Regulation CE makes certain issues of securities exempt from registration requirements mandated by the Securities Act of 1933—as long as the issuers satisfy the conditions of paragraph (n) of Sec. 25102 of the California Corporations Code. Section 25102(n) exempts offerings to qualified purchasers and includes a “test the waters” provision that allows issuers to publish and share a general announcement of the proposed offering in writing both to qualified and non-qualified investors.

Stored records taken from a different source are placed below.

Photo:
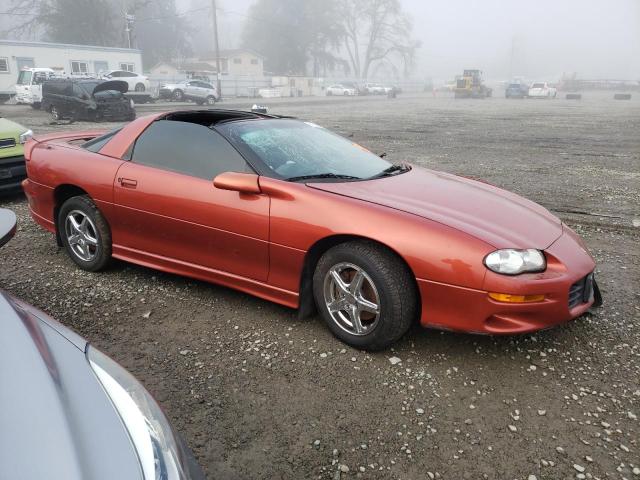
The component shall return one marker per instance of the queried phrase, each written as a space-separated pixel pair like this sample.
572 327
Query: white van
29 85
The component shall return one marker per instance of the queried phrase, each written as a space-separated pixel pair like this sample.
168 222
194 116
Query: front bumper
469 310
12 172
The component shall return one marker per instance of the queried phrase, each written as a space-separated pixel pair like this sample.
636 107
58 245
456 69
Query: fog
539 39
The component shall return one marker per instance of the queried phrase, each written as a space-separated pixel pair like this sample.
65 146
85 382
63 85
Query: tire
55 114
386 283
88 240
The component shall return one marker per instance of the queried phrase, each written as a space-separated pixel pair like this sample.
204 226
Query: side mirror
237 182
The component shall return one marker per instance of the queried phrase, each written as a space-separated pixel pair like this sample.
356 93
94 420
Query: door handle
128 183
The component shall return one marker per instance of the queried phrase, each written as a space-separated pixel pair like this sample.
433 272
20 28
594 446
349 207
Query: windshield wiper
322 175
392 170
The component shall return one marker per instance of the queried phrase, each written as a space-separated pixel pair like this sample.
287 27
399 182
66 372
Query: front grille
7 143
581 291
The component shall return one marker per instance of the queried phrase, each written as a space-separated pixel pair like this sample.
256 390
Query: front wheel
85 233
366 294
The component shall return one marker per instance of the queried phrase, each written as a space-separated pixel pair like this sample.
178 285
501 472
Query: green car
13 136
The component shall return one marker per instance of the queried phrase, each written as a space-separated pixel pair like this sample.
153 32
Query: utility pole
129 20
216 47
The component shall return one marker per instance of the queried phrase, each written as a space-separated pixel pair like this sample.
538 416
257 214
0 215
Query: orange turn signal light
508 298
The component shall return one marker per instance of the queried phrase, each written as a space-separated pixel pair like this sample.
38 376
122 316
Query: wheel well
61 194
307 304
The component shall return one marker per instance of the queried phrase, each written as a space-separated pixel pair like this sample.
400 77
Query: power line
178 14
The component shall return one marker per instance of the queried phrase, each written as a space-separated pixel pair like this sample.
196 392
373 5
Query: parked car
375 89
135 81
290 212
13 136
341 90
542 90
69 411
92 100
516 90
195 90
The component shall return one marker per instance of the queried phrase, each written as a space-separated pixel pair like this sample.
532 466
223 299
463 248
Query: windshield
291 149
24 78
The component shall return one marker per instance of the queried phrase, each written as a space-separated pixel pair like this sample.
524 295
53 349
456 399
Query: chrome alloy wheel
82 235
352 299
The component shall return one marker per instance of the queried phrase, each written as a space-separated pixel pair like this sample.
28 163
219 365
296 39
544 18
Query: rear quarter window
187 148
96 144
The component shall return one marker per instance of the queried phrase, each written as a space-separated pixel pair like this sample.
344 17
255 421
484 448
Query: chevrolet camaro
288 211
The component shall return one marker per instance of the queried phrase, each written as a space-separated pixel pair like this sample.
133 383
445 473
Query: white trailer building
70 59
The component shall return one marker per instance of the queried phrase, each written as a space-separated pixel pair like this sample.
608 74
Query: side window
78 92
187 148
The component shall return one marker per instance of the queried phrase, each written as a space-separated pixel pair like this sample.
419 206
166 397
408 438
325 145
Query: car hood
117 85
495 216
55 414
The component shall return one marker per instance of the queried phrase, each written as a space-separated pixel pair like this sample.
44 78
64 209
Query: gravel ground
261 395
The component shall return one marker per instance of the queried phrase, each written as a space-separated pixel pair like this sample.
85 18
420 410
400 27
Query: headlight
150 432
513 262
25 136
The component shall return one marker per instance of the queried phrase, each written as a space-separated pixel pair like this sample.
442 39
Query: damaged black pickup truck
87 99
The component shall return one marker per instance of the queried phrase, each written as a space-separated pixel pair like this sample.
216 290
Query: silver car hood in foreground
56 421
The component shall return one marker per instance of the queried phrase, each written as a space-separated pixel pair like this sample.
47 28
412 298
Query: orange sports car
290 212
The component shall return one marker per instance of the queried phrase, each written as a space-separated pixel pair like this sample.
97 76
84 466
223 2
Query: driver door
169 210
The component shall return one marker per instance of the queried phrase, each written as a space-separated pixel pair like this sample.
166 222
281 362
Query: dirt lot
261 395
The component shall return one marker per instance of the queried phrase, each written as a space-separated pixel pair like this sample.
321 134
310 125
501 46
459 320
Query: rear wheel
85 233
365 294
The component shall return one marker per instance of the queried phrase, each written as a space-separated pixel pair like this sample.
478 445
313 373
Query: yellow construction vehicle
471 85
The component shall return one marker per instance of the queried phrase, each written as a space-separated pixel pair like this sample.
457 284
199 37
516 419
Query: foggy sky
595 39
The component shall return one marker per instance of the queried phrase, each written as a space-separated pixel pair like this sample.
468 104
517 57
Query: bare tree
377 31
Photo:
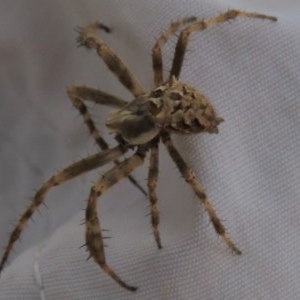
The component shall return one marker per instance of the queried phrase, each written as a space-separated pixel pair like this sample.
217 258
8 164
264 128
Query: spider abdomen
178 107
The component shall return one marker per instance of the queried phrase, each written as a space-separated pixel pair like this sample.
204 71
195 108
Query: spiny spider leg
190 178
204 24
93 236
80 167
157 48
79 93
152 183
89 39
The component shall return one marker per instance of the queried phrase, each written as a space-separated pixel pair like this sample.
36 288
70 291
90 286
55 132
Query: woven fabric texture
249 69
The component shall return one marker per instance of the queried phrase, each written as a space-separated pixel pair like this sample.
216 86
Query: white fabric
250 170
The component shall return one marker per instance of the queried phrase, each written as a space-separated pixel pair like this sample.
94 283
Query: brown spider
171 107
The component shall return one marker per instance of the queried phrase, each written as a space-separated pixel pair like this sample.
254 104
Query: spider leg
190 178
80 167
88 38
152 183
79 93
157 48
93 236
201 25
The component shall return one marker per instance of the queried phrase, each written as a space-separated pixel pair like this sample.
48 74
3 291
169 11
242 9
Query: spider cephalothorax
171 107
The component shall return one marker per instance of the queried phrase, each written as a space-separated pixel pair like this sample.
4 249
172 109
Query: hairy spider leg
79 94
183 38
80 167
157 62
152 183
89 39
189 176
93 236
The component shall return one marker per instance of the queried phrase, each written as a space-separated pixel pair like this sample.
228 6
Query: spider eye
175 96
156 94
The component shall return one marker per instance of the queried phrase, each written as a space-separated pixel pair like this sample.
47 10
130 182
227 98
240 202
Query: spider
151 117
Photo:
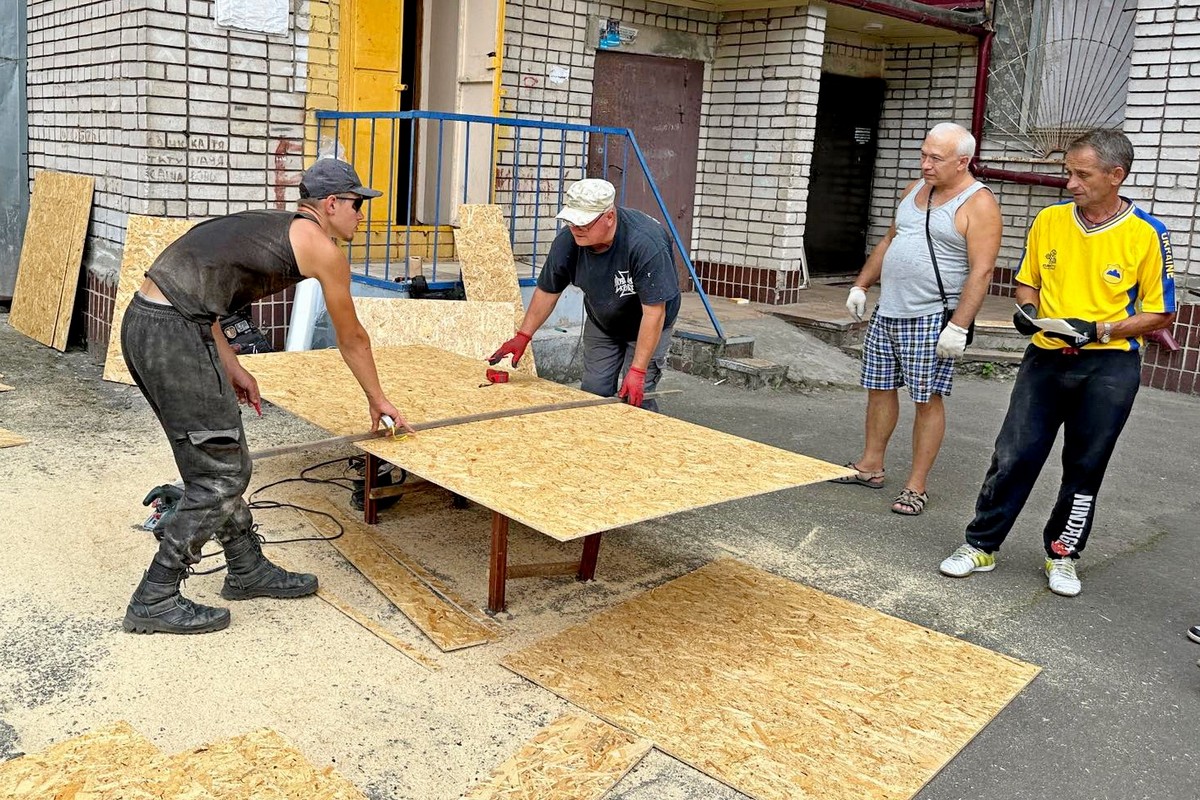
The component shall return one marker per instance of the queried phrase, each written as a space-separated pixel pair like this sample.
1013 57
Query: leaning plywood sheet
10 439
48 274
778 690
555 471
113 763
468 328
263 765
573 758
145 238
448 626
489 270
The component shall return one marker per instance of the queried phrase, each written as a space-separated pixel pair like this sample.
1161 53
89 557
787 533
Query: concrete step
751 373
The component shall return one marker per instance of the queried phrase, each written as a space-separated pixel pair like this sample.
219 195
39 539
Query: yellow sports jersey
1104 274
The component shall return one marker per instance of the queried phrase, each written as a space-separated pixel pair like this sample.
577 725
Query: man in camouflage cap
622 262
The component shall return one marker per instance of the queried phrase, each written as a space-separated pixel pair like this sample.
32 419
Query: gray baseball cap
586 200
333 176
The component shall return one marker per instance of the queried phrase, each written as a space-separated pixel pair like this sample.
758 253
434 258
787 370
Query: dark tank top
223 264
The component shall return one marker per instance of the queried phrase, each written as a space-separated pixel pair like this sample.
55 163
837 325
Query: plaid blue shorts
904 353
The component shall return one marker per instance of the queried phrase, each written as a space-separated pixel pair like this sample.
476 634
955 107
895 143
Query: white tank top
907 286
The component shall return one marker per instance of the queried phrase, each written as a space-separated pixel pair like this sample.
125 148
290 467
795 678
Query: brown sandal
909 503
870 480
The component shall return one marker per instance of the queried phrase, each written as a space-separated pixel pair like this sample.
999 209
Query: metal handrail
496 122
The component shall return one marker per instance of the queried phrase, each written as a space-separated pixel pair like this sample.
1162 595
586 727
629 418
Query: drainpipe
978 108
979 104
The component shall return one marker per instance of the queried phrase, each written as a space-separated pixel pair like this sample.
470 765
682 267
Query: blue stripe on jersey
1164 250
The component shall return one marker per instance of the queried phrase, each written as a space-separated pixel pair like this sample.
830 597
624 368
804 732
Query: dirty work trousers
605 360
1089 395
175 365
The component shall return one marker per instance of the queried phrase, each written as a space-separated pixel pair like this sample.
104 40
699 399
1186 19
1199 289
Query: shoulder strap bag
947 312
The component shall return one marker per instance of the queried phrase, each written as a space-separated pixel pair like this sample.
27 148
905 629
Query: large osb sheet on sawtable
555 471
145 238
573 758
489 269
424 383
472 329
48 272
778 690
263 765
113 763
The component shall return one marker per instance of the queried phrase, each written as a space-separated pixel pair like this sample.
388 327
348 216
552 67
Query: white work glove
856 304
952 342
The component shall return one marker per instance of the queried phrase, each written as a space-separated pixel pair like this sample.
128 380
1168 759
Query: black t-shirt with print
636 270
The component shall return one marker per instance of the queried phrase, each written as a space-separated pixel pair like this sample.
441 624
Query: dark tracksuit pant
1089 395
175 365
605 360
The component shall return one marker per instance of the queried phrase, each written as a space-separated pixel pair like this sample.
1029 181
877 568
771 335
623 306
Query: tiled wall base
756 284
270 314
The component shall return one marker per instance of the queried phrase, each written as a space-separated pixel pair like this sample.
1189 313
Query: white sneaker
1061 575
967 559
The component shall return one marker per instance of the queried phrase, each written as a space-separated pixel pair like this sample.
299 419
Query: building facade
779 136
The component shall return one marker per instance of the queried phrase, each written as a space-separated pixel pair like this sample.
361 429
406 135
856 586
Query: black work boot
251 575
160 608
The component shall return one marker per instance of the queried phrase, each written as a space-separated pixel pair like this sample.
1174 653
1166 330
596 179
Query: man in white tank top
906 343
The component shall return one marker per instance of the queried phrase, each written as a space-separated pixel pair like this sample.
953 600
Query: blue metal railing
511 161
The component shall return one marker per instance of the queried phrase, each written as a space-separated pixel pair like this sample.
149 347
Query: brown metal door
658 98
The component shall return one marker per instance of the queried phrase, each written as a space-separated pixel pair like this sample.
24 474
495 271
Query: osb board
472 329
565 474
489 270
366 621
263 765
573 758
145 238
51 256
424 383
778 690
10 439
113 763
449 627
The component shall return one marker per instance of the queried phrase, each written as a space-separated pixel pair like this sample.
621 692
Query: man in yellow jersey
1104 266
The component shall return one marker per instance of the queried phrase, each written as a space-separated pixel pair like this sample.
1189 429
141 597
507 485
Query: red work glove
514 347
633 389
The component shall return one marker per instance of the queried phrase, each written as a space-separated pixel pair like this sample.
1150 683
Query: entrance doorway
843 168
659 100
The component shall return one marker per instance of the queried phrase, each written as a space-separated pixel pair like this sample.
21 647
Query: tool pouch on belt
241 334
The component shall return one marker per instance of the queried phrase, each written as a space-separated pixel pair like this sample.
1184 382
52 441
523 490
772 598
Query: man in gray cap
621 258
185 368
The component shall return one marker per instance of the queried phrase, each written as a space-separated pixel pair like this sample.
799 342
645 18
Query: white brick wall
173 115
756 138
1163 122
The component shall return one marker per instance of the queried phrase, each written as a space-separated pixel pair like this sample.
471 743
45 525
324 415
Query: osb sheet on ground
447 625
779 690
573 758
51 257
10 439
145 238
472 329
489 270
553 471
113 763
263 765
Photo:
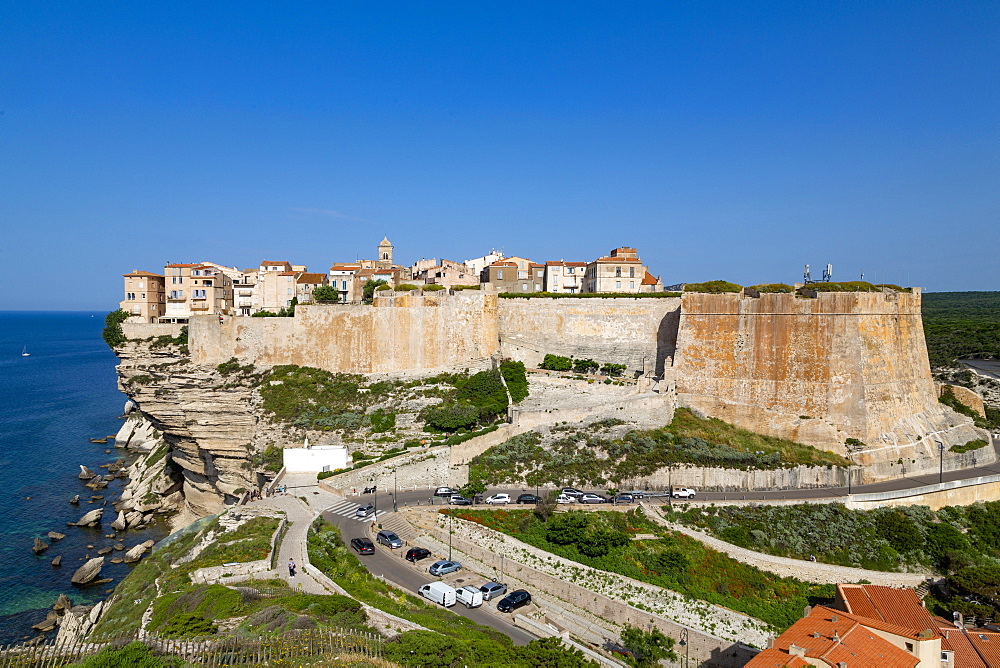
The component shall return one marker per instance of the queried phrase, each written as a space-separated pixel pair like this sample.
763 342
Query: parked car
438 592
514 600
389 539
415 554
363 546
444 567
492 590
470 597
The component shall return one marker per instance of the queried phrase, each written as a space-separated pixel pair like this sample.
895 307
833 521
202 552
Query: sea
52 401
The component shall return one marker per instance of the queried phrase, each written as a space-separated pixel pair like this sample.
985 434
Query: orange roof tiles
896 606
311 278
832 636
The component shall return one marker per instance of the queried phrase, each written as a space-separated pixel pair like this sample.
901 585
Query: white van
470 597
438 592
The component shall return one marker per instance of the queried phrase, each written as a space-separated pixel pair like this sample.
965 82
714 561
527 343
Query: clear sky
734 140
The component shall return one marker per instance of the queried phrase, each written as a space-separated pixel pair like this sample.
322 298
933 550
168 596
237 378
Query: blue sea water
51 402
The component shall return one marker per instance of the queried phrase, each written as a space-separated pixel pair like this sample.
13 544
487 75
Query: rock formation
88 572
91 519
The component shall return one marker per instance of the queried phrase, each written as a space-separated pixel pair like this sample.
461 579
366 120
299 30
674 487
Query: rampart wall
819 371
638 332
399 333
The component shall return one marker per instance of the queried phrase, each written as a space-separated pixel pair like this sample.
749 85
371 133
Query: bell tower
384 254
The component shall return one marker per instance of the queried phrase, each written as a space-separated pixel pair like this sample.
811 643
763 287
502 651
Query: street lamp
395 490
941 470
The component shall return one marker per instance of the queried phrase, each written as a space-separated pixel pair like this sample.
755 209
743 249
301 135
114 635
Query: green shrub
113 334
713 287
517 381
971 445
556 363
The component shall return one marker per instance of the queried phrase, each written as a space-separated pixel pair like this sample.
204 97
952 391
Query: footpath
801 569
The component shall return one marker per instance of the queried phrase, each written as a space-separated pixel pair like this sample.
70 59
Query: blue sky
723 140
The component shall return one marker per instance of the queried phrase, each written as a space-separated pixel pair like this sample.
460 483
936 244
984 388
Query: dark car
514 600
363 545
415 554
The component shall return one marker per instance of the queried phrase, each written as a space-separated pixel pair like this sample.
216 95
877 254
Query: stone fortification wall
632 331
399 333
819 371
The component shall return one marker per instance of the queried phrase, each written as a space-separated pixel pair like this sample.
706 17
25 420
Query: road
391 565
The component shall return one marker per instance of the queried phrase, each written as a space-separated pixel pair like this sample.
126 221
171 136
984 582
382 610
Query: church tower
384 254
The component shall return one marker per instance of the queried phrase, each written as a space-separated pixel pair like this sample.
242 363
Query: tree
326 293
368 291
647 647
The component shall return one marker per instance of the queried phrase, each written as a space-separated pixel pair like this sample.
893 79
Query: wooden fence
211 651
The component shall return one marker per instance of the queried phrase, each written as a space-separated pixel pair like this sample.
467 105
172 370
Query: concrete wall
819 371
620 330
404 332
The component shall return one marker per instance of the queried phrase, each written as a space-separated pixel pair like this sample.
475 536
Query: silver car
389 539
493 590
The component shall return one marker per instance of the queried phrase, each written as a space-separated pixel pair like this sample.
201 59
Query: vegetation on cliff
961 542
961 325
113 334
605 540
590 457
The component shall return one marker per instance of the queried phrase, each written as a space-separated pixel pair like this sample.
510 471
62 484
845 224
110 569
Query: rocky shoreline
148 497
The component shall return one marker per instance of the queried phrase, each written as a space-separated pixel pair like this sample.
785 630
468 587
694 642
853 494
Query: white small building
315 458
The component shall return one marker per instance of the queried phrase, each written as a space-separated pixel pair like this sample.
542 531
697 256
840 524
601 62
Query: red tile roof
311 278
832 636
897 606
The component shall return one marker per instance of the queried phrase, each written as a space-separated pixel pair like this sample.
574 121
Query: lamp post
941 469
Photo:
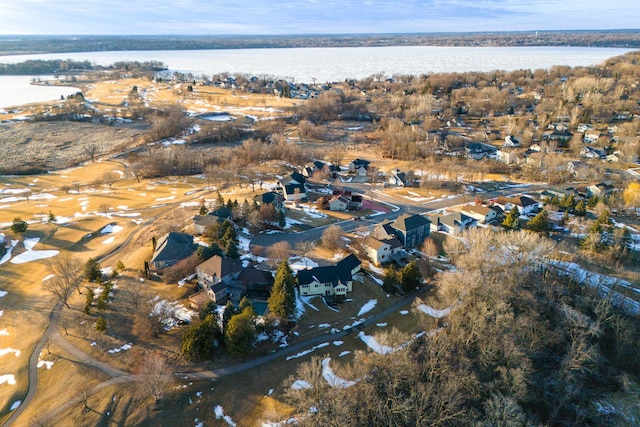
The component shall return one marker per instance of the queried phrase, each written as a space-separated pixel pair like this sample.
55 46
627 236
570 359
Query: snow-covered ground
307 351
220 414
31 255
433 312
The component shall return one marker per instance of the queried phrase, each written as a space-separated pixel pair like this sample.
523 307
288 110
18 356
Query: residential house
202 222
600 189
331 281
382 251
591 136
216 276
453 223
526 205
254 283
397 178
511 141
359 166
293 187
481 213
319 169
270 198
583 127
171 248
338 203
411 230
591 153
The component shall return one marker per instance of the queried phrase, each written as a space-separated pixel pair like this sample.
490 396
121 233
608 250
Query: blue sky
310 16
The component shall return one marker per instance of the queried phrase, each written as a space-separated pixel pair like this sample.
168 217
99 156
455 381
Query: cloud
309 16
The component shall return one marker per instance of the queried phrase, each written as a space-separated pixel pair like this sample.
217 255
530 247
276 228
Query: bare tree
332 237
66 276
155 376
279 251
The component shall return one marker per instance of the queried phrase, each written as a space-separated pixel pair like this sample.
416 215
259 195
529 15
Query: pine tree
540 222
282 301
512 221
92 270
201 339
230 310
241 333
232 250
410 277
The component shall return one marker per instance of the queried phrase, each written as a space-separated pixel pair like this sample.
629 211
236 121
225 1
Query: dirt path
121 377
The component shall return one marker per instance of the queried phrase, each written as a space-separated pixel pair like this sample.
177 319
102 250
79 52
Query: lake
322 64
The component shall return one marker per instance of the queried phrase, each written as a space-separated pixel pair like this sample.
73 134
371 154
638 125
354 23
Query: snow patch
367 307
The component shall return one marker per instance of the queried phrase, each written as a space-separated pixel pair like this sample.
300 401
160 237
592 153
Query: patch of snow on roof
367 307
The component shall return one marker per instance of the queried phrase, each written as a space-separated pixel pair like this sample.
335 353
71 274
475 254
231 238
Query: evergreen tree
410 277
208 309
92 270
19 226
230 310
540 222
232 250
512 220
282 301
390 280
202 339
241 333
244 303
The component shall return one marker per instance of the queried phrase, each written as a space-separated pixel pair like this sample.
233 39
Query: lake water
325 64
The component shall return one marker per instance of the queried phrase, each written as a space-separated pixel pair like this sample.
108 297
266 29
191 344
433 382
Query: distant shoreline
27 44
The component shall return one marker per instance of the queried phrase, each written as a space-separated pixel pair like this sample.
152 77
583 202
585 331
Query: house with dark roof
411 230
319 169
216 275
202 222
382 251
453 223
600 189
334 281
270 198
171 248
525 204
397 178
293 186
359 167
481 213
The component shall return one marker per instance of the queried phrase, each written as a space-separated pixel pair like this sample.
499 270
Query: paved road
401 206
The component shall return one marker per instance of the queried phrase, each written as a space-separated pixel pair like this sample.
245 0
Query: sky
215 17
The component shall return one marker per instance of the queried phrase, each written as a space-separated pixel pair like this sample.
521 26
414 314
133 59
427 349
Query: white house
481 213
381 251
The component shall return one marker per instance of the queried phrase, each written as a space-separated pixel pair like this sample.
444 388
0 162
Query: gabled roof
455 219
220 267
291 188
268 198
349 262
376 244
252 275
173 246
407 222
479 209
335 274
205 220
293 178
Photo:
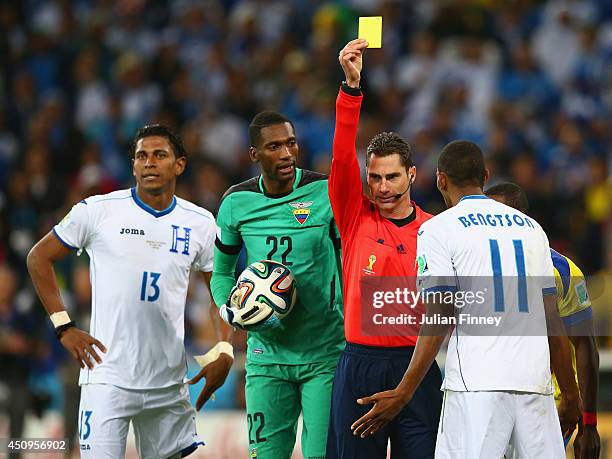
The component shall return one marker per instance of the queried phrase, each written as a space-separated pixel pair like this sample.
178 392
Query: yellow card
370 28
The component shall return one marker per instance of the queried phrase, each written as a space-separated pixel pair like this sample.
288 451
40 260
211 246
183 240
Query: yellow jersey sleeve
573 299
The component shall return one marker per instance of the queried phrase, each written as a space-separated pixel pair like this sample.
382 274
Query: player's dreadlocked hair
161 131
262 120
389 143
513 195
463 162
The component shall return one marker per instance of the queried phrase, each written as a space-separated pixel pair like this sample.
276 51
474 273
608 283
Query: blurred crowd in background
529 81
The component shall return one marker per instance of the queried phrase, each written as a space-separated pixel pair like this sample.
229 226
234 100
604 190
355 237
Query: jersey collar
474 196
149 209
296 181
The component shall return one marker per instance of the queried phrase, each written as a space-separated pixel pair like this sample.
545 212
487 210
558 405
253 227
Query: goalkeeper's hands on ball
255 316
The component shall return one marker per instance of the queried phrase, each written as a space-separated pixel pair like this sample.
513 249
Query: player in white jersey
142 244
498 388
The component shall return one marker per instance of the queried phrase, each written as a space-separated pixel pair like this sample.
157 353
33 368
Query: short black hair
513 195
160 130
262 120
390 143
463 162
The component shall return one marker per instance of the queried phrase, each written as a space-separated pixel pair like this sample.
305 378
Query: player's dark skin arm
587 442
388 404
40 266
570 408
215 372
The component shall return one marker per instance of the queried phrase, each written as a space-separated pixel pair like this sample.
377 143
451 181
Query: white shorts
163 420
483 425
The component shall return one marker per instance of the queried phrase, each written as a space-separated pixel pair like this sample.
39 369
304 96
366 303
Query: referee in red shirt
378 240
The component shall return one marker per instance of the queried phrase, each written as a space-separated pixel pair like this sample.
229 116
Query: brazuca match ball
268 282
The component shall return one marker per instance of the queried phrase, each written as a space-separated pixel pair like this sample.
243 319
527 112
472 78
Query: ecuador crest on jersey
301 210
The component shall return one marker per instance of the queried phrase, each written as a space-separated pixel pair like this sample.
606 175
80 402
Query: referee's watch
350 91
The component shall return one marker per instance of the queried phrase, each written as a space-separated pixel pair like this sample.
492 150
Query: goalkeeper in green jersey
284 215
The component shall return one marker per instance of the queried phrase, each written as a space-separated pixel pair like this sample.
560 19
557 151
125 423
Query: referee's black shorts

Adopted by the Securities and Exchange Commission (SEC) in 1996, Regulation CE, which provides a coordinated federal-state exemption, is intended to ease the regulatory hardships experienced by small businesses issuing securities, thereby making it easier for them to raise funds. These small businesses comprise California corporations, other business entities organized under California law and other corporations with substantial California ties. The federal-state exemption defers to the California state exemption, which allows California authorities to determine the scope of the exemption.
That said, Regulation CE does impose two federal requirements, the first of which limits offerings to $5 million. The second only allows “restricted securities” in a Regulation CE transaction—meaning, securities can only be resold if the resale is registered with the SEC or the resale is made exempt from this requirement.
The issuer must provide a written disclosure to the purchaser at least five days before the securities are sold or a commitment to purchase is accepted from the purchaser. The disclosure statement must meet the requirements of Regulation D of the Securities Act. It must also include information as required by the California Commissioner of Corporations.